India: perché la protesta degli agricoltori

India: perché la protesta degli agricoltori

È battaglia sulla liberalizzazione dei mercati con la fine dei prezzi minimi garantiti contenuta in tre leggi promosse dal governo Modi. Il timore dei piccoli agricoltori è che – pur ottenendo la libertà di scegliere dove collocare i propri prodotti – non abbiano la possibilità reale di contrattare i termini migliori della vendita con i privati

 

Una nuova crisi attraversa l’India e mette in contrasto il governo centrale con l’influente e numerosa popolazione agricola. Oggetto del contendere, questa volta, sono tre leggi, non ancora promulgate ma approvate dal parlamento federale nella sessione da poco conclusa, volute ufficialmente per adeguare produzione e commercializzazione di prodotti agricoli con le infrastrutture e le necessità di un Paese che si vorrebbe sulla strada della modernizzazione ma che vede ancora tante necessità e interessi spesso contrapposti.

Il governo nazionalista guidato da Narendra Modi, sostenuto da una lunga serie di vittorie del suo partito, il Bharatiya Janata Party, a livello nazionale e locale, cerca ancora una volta di forzare la mano a un settore produttivo per allinearlo ai propri piani di sviluppo. In questo caso, però, si trova davanti la parte più benestante e battagliera dei 140 milioni di addetti al settore agricolo. Quella che a prima vista è una vertenza alimentata dalla volontà ufficiale di perseguire un necessario ammodernamento nel contesto delle politiche di sviluppo evidenzia ancora una volta come molte strutture siano ancora inadeguate. A questo si aggiunge che sia le parti politiche – governo e opposizione – sia quelle più direttamente in gioco: agricoltori, mediatori, grossisti, autorità locali, aziende alimentari e di trasformazione, giocano anzitutto secondo i propri interessi, in molti casi fondati su consuetudini e rapporti assai radicati.

Ben 31 organizzazioni del settore hanno messo da parte orientamenti ideologici e rivalità per pianificare iniziative di dissenso verso le nuove leggi (la prima è stata la serrata del 25 settembre che ha parzialmente paralizzato lo stato del Punjab, il “cuore” della produzione cerealicola indiana). Uno schieramento che – pur non parlando con una sola voce – è concorde in particolare nel contrastare quanto la legge prevede per quanto riguarda la commercializzazione, le responsabilità nella vendita e distribuzione, la risoluzione delle dispute e le tariffe imposte su produttori, mediatori e venditori nei mercati. Significativo che il ministro dell’Interno del governo Modi, Harsimrat Kaur Badal, esponente del partito Shiromani Akali Dal – parte della coalizione di governo e con base elettorale nel Punjab – si sia dimesso perché in disaccordo sulle nuove leggi.

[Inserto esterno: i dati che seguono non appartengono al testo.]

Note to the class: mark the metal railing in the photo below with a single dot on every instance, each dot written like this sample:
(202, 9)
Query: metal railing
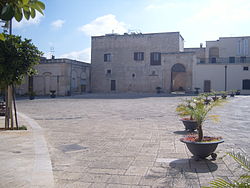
(224, 60)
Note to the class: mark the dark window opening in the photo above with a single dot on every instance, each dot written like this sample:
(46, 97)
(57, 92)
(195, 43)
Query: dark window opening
(213, 60)
(108, 71)
(231, 59)
(245, 68)
(107, 57)
(243, 59)
(113, 85)
(246, 84)
(139, 56)
(155, 58)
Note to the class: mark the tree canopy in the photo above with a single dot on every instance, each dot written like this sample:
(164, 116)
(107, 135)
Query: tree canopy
(17, 58)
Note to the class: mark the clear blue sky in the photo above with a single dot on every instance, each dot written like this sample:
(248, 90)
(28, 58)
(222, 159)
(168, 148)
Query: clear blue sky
(67, 26)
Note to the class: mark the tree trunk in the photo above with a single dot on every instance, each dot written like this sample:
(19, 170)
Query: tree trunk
(10, 106)
(6, 109)
(14, 102)
(8, 113)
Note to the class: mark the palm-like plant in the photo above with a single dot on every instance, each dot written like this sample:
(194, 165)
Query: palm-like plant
(198, 110)
(244, 179)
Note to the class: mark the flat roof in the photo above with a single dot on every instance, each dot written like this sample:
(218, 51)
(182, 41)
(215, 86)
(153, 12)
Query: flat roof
(135, 34)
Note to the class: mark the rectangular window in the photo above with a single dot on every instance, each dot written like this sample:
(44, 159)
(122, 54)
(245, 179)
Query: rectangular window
(245, 68)
(231, 59)
(243, 59)
(155, 58)
(246, 84)
(108, 72)
(107, 57)
(113, 85)
(213, 60)
(139, 56)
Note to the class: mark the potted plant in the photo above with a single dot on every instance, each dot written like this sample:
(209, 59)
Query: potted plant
(215, 93)
(52, 93)
(237, 92)
(32, 95)
(223, 94)
(206, 95)
(199, 145)
(185, 110)
(233, 91)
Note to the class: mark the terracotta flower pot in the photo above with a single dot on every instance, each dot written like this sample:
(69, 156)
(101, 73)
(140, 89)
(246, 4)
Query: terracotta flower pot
(201, 150)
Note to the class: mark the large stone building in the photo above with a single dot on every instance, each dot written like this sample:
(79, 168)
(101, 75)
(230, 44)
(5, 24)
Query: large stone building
(64, 76)
(143, 62)
(225, 65)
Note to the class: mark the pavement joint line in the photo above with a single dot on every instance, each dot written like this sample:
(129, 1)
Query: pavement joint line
(42, 175)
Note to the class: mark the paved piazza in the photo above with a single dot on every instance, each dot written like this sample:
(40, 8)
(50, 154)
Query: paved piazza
(129, 141)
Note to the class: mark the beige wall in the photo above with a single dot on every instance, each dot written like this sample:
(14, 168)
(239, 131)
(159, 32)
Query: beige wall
(62, 75)
(229, 46)
(216, 73)
(123, 65)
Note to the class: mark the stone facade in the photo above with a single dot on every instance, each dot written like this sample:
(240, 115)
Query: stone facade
(226, 65)
(123, 63)
(140, 63)
(64, 76)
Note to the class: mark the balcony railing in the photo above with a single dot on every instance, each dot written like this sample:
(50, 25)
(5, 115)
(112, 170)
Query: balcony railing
(224, 60)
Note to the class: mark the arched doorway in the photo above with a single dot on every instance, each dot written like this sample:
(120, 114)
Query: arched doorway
(47, 82)
(178, 77)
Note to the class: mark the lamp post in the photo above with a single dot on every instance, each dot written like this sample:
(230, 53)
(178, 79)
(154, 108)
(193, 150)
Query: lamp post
(225, 77)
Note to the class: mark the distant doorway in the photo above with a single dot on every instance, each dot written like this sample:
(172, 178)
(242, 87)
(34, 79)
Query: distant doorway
(207, 86)
(178, 77)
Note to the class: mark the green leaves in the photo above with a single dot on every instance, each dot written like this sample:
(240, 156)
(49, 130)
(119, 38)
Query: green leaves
(17, 59)
(7, 12)
(2, 36)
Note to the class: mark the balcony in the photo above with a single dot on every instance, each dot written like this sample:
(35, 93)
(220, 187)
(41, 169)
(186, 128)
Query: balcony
(224, 60)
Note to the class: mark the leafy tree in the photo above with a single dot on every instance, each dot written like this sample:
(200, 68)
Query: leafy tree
(17, 59)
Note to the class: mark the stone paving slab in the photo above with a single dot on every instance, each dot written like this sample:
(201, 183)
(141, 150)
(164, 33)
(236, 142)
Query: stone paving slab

Che cosa propongono in sostanza i tre provvedimenti? Altrettanti obiettivi: rompere il monopolio dei centri di ammasso gestiti dal governo, consentendo ai coltivatori di vendere direttamente a privati; fornire una struttura legale agli agricoltori per stipulare contratti scritti con imprese e produrre per loro; consentire alle imprese dell’agro-alimentare di accumulare prodotti e rimuovere la possibilità per il governo di imporre arbitrariamente restrizioni alle contrattazioni.

Perché tanta preoccupazione? I mercati (il termine mandi a cui si fa riferimento nelle leggi indica sia i mercati agricoli, sia i centri di raccolta da lungo tempo centrali nel sistema agro-alimentare del Paese) raccolgono al momento imposte per i governi dei vari Stati e territori dell’India e una liberalizzazione anche parziale diminuirebbe la loro importanza.

Ne sarebbero colpiti anche i mediatori, mentre gli agricoltori temono che questo metterebbe fine al regime di prezzi minimi garantiti. Un problema rilevante, inoltre, è che una frammentazione del mercato farebbe venire meno per i produttori il potere di contrattazione con le grandi aziende del settore. L’85 per cento dei contadini dell’India, sono di fatto poveri e hanno a loro disposizione meno di due ettari ciascuno. Vi sono quindi timori che un agricoltore, pur avendo la libertà di scegliere dove collocare i propri prodotti, potrebbe non avere la capacità di contrattare i termini migliori della vendita con i privati. Al momento non ci sono infatti possibilità di contrattazione al di fuori dei mandi e non sono ancora stati individuati meccanismi per risolvere eventuali contese che dovessero emergere dall’applicazione del nuovo sistema.